Define what happens when trigger conditions are met.

### Scout Rule Actions

When a Scout Rule is triggered, you can execute one of these actions:

***

**Kill query**

* Terminates the specific query that triggered the rule
* **Use when:** Query exceeds acceptable duration or consumes excessive resources
* **Example:** Kill any query running longer than 300 seconds

***

**Kill connection**

* Terminates the entire database connection (closes all queries from that connection)
* **Use when:** A connection is causing persistent issues or needs to be forcibly closed
* **Example:** Kill connections from problematic clients or applications

***

**Kill idle connections**

* Terminates idle connections that aren't actively running queries
* **Use when:** Too many idle connections are consuming resources
* **Example:** Close connections that have been idle for more than 1 hour

***

**Rate limit**

* Automatically kills connections when they exceed a defined threshold to enforce the limit
* **How it works:** If Rapydo detects multiple simultaneous connections matching the trigger, it kills enough connections to reach the defined limit
* **Use when:** Need to limit concurrent connections from specific users or databases
* **Example:** Limit `reporting_user` to maximum 5 concurrent connections—if 10 connections are detected, kill 5 to reach the limit

**💡 Important:** Rate limit controls the NUMBER of simultaneous connections, not queries per second.

***

**RCA (Query Analysis)**

* Triggers automatic AI-powered query analysis for queries matching the trigger
* **Results are sent via email** with complete analysis and remediation plan
* **What you get:**
  * Root cause identification (missing indexes, inefficient joins, etc.)
  * Step-by-step remediation plan with SQL statements
  * Estimated performance impact
  * Table statistics and execution plan details
* **Use when:** You want to understand WHY queries are slow and get optimization recommendations
* **Common trigger:** Analyze any query running longer than a defined threshold (e.g., 60 seconds)

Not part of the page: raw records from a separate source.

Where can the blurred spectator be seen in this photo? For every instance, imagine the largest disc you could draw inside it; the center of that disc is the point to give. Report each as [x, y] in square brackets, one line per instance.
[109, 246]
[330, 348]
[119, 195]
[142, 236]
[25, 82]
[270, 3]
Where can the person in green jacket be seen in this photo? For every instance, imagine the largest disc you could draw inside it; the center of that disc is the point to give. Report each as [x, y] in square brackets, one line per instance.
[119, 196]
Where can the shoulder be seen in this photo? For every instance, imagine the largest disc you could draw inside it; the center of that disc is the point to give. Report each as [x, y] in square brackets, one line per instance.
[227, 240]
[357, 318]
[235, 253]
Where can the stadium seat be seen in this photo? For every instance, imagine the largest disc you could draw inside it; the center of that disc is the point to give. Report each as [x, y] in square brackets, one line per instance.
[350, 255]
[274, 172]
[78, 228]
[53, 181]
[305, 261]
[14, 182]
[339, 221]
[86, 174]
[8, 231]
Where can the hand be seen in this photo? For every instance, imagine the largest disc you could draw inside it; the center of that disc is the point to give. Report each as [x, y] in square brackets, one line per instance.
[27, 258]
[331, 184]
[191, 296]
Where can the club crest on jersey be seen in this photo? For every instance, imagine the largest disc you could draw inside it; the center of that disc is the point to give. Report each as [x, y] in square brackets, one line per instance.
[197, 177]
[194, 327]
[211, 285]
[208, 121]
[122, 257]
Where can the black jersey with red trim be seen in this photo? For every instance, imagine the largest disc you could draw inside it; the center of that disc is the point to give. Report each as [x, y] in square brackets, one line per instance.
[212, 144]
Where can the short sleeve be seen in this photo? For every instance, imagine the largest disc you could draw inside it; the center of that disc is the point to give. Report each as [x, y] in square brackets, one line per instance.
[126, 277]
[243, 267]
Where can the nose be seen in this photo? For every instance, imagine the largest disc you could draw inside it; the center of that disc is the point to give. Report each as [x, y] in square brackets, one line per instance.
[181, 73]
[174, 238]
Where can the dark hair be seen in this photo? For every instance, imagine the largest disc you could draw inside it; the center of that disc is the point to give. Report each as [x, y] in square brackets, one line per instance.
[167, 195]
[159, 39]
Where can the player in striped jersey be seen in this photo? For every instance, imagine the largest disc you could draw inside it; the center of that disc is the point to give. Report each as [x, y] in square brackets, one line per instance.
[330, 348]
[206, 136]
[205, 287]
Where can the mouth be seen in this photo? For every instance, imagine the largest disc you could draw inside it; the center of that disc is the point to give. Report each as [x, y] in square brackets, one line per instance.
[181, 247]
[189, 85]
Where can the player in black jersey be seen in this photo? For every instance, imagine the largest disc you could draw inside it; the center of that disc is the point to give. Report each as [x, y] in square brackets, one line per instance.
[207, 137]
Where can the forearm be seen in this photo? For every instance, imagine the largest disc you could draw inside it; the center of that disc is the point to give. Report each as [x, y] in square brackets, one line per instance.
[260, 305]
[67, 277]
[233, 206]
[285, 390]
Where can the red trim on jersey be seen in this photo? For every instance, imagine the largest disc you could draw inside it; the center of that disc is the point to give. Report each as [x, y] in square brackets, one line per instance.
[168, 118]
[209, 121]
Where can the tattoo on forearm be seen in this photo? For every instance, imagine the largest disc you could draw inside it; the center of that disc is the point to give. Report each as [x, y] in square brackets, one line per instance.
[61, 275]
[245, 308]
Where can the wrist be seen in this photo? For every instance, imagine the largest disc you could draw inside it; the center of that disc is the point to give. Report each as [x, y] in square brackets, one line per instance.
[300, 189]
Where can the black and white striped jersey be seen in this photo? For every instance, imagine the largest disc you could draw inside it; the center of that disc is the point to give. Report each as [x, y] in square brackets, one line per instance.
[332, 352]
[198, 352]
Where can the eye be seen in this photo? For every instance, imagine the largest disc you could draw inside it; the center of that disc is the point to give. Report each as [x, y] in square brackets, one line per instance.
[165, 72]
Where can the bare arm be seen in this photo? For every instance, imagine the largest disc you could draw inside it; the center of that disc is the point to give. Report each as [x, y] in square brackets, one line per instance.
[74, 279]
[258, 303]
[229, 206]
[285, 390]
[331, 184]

**💡 Important:** RCA goes beyond just identifying the problem—it provides complete solutions with implementation guidance.

**⚠️ Required:** A notification destination (email or webhook) must be configured when using RCA. The analysis report cannot be delivered without a valid notification target.

***

**No action (Notification Only)**

* Select **No action** as the action type, then enable notifications with your email or webhook
* Sends alert without taking any database action — queries continue running unaffected
* The event is logged in Rapydo for audit purposes
* **Use when:** You want visibility without automatic intervention
* **Example:** Monitor query patterns to build baselines before taking action

***

## Step 5: Configure Details

### Basic Settings

**Type**

* Alert rule (metric monitoring)
* Scout rule (query monitoring)

**Status**

* **Active**: Rule is monitoring and will execute actions
* **Disabled**: Rule is saved but inactive (useful for testing)

**DB Instances**

* **Select All**: Apply rule to all monitored instances
* **Specific Instances**: Choose individual databases
* **💡 Tip:** Start with specific instances, then expand to "Select All" after testing

***

### Alert Rule Parameters

**Samples to Trigger**
Number of consecutive checks that must exceed the threshold before alerting.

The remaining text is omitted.